Who can resist driving rhythms, leaping bodies, and spin-on-a-dime choreography? Taiko is one of the exciting developments in Asian American music, and the North American taiko scene is absolutely bursting with creative spirit. New groups spring up by the day and audiences flock to taiko events.
Japanese taiko has been played in Buddhist rituals and festivals for several thousand years, but kumi-daiko, or massed ensembles of Japanese drums, is a post-World War II phenomenon that has been in North America since only 1969. Although there are several thousand taiko groups in Japan, JASC Tsukasa Taiko is one of about one hundred and fifty taiko groups in North America and only a handful of taiko groups in Chicago. Tsukasa Taiko brings striking energy and vision to the taiko scene. It is strongly community-based and deeply connected to Japanese traditional musics.
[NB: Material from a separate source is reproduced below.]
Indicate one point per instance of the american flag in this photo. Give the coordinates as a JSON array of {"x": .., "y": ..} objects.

Tsukasa Taiko is engaged in distinctively Asian American identity work in an urban Midwestern context. It is based at the Japanese American Service Committee of Chicago, a social service non-profit agency that offers a wide range of programs and services supporting the local Japanese American community. Tsukasa Taiko's dojo (studio for teaching) is strategically located where it can best reach Japanese Americans, from the children and grandchildren of former internees who relocated to Chicago after World War II, to recently-arrived Japanese immigrants. Tsukasa Taiko is also supported by Asian Improv aRts Midwest, which builds community through Asian American culture and performance via a broad-based circle of musicians who combine astonishingly inventive creative work with socially-grounded political effort. The sounds on this album thus emerge from the intersection of politics, culture-making, community-building, and music.